Monday, March 11, 2013

In Case You Were Wondering About the Dead Hamster


It’s been almost a year since I last posted something here, and you may be wondering if that wasp had me locked in my office for good.  No, I’m sure the wasp flew away, but as I have come to realize lately, it did not die a lonely death here in my quaint rental home. There are others that locked me in the office, behind the strange sliding glass doors. But I should fill you in on few other things you have missed.

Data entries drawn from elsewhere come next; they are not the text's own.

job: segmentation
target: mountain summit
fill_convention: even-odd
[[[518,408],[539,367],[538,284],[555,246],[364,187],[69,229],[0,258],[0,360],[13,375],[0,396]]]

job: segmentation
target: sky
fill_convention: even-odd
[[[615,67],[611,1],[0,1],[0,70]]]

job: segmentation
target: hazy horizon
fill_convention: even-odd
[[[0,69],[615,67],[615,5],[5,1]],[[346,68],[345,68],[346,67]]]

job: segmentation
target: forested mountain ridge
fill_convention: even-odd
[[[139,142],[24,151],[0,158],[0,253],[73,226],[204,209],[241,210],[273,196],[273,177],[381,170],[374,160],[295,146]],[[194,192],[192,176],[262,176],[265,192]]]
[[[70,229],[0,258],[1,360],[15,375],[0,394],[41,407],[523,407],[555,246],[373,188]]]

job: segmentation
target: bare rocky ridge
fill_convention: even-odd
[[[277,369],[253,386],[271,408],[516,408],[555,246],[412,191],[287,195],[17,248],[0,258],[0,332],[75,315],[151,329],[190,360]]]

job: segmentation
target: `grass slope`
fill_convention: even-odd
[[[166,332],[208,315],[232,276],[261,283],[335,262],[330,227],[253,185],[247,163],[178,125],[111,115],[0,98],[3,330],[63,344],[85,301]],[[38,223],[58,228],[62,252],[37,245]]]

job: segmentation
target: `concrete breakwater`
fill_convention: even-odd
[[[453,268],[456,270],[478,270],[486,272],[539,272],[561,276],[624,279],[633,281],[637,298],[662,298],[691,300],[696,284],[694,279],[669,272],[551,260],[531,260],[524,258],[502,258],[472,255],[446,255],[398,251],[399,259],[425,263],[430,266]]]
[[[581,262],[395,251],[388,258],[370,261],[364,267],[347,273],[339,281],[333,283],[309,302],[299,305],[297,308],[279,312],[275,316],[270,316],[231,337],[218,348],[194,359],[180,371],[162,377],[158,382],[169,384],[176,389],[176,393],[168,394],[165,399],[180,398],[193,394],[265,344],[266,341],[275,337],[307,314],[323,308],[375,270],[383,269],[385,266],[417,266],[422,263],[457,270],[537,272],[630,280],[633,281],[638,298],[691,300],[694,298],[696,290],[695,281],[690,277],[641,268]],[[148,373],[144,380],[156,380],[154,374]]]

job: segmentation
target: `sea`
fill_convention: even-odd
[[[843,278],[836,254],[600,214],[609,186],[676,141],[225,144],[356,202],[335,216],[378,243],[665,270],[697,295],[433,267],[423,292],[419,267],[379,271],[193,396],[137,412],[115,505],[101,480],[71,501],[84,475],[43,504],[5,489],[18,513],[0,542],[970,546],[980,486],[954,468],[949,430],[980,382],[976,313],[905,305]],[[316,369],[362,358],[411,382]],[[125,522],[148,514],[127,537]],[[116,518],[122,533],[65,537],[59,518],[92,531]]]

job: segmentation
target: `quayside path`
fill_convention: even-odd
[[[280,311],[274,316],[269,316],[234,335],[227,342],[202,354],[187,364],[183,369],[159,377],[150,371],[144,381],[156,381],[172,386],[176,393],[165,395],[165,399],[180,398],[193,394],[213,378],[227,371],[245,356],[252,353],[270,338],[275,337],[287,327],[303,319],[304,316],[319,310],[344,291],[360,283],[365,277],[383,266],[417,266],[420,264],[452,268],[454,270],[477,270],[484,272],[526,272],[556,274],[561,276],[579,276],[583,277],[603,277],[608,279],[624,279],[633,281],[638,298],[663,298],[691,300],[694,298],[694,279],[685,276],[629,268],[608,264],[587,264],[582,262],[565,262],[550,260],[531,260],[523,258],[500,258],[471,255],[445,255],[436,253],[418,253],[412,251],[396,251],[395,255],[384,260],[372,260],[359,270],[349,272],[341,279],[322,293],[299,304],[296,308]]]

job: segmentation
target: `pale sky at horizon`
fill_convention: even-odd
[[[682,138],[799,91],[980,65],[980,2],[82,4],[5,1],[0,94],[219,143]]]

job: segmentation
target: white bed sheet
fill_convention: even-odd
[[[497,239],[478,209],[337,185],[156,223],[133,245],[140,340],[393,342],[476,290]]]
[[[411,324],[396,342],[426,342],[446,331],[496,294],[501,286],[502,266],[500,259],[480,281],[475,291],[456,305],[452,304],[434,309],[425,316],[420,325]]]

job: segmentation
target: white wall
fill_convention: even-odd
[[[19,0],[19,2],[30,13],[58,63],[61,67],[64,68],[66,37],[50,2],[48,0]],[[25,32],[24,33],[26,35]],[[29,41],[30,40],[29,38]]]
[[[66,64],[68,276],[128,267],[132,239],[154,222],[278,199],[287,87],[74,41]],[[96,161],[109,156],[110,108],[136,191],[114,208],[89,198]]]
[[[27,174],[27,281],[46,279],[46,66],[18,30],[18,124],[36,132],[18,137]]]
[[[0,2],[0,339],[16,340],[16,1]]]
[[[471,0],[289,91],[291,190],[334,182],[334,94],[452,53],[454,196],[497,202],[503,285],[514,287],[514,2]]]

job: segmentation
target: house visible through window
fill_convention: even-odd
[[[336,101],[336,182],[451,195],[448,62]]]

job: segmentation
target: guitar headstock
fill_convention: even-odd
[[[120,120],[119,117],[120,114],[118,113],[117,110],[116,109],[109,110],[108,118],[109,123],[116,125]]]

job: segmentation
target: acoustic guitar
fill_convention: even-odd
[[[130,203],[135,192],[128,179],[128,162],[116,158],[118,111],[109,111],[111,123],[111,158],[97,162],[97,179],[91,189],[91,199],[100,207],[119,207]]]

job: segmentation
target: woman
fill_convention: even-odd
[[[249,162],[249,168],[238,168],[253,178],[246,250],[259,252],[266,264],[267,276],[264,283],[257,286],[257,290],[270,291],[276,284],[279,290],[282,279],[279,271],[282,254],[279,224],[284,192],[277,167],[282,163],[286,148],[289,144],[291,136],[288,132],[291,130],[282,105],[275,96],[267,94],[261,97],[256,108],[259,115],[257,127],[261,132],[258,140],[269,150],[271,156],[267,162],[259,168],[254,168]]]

Thing One started first grade. For some reason I decided I was qualified to be the class room parent. My skills in this area include: emailing a group of parents whom I have never met with information about what is going on in class and sounding confident that what I am saying is accurate; planning parties for first graders based on holidays but never actually addressing, celebrating, or using the name of the holiday in question; coordinating an elaborate system by which each family will bring in snack (and by snack we mean something slightly smaller than lunch, but larger than a hand full of crackers) for the entire class of 23 kids every day for a whole week on a specific week.  These are my tasks, and I embrace them with excitement! Hooray for first grade! I could go back in time and post date blogs for each party because there are too many stories. Needless to say, I have taken on some interesting new roles.

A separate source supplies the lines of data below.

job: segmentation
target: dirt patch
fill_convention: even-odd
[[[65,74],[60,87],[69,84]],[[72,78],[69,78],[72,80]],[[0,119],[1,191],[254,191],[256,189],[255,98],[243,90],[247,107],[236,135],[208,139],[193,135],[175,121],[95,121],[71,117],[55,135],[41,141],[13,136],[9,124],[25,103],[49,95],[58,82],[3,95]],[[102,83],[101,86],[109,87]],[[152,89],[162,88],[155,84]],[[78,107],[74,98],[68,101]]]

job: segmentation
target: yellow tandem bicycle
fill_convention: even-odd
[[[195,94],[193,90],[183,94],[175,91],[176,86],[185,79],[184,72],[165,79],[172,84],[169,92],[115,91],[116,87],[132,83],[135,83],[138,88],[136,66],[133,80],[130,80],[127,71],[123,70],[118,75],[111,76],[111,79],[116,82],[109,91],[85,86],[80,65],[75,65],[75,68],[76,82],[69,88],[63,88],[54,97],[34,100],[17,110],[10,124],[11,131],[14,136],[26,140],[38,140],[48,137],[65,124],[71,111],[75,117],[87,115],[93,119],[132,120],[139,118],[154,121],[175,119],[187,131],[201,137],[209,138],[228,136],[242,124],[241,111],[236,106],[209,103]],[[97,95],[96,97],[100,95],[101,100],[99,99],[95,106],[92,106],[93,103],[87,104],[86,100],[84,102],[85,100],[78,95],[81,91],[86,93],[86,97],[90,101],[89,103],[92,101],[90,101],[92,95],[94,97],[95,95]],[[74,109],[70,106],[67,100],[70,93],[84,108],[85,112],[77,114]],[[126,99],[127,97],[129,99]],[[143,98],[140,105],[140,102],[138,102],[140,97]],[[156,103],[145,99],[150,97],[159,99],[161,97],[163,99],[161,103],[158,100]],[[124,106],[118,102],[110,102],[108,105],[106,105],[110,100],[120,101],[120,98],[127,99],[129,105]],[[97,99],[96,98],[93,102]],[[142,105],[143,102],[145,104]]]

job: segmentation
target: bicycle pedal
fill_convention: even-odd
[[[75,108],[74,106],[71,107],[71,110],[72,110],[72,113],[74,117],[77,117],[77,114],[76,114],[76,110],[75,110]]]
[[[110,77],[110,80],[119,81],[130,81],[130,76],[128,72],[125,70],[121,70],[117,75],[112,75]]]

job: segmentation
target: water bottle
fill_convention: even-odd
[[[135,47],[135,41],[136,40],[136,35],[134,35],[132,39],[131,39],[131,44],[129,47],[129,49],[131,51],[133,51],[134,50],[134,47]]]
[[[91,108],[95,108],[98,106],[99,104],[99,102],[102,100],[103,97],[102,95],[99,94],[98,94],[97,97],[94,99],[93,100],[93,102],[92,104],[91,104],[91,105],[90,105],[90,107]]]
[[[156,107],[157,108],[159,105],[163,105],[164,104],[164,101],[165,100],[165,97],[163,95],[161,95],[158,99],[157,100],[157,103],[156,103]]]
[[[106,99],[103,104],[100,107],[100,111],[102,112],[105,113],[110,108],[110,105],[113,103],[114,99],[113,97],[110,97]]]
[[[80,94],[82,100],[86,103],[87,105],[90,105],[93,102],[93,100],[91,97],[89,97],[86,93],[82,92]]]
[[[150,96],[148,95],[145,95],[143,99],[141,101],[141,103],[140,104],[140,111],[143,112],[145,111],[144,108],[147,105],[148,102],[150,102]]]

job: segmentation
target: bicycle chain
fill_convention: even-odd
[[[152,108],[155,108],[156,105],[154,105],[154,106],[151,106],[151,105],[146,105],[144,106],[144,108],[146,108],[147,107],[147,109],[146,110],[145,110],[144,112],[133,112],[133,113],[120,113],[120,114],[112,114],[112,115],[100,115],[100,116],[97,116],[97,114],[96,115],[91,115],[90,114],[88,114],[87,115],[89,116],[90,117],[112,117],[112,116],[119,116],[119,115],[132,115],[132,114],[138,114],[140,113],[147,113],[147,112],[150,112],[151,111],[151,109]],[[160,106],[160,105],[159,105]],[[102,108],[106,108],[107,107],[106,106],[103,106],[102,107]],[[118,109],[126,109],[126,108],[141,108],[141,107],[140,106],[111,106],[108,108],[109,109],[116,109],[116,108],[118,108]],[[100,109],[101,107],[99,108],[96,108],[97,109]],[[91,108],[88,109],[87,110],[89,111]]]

The class email has been something that has really been the most interesting. I went back and looked through a few of my letters from the very beginning. Our teacher must have thought I was a complete nut at the beginning of the year. I attacked with full force. I think I had my wires crossed about what I was supposed to be doing. Partly because I really wanted to do everything by email, and never actually go into the classroom. I think he’s kind of the opposite, so when I received no response from my page long play book of volunteer spreadsheets, time tables, field trip sign ups, etc, I just went ahead with stuff anyway. Then, of course, I said I was going to do things that required me to come in and pick things up-- then I never did, because that would mean I would have to come in and actually show my face and have a conversation with someone. Heaven forbid.

My emails became a bit more, shall we say, spunky. I didn't really have much to do anyway. We had couple field trips. I over planned a couple holiday parties. One involving vegetable car racing, the other a life sized pretend snow man named Fred the kids got to decorate. But I digress, my point is that my job got less complicated and my emails became silly. The only hard part was getting people to get on board for the snack, because I felt sort of guilty about it. Partly because I couldn't find the time remind people, and partly because it seemed sort of hard to make people bring that much food in the first place. So I kept putting it off. 

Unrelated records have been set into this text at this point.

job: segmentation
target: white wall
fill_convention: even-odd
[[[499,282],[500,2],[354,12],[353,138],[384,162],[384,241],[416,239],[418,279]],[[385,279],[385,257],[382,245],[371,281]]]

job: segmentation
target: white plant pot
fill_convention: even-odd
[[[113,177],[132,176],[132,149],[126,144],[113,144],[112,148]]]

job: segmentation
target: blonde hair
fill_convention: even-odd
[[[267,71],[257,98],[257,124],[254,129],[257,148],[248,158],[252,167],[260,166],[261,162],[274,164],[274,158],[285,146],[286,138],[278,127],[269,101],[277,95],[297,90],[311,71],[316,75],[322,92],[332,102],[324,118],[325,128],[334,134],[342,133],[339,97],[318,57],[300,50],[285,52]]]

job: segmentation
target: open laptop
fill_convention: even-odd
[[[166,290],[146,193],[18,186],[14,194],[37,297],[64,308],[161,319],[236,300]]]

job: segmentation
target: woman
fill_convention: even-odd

In one of my last letters, in a colloquial turn of phrase, I swore “on the grave of my dead hamster” I would get that snack list I had been putting off to everyone. This brings me back to the beginning of my story, with the vermin, and the house, etc.  My husband, (who has spent too much time on his fantasy football email threads), replied to the entire first grade parent list “you don’t have a dead hamster.” Which may have been funny if it read in the context of the letter, instead of preceding it for all of the class parents. Now all of the parents are wondering at this point why my own husband is questioning my sanity, and mentioning that I've gone and left the dead hamster somewhere again. They may be thinking we should keep our personal life out of the class email thread. Secondly, (and more importantly) I did have a hamster, and she is dead now. Her name was Ginger. When I was in about first grade I never cleaned her cage and my mother had it put to sleep. Which seems ridiculous considering now we live in a house where a mouse consumed not only all the Decon, but the actual box the Decon was in. Now we have the subtle hints of putrifaction in the wall right near my computer, the very place where I sit to write my emails. That may account for the dead hamster metaphor. . . This is just a hypothesis.   

There is no moral to this.  But I did just manage to combine the role of class room parent and the dead hamster into the same short essay. Perhaps now it will make sense to anyone who was wondering.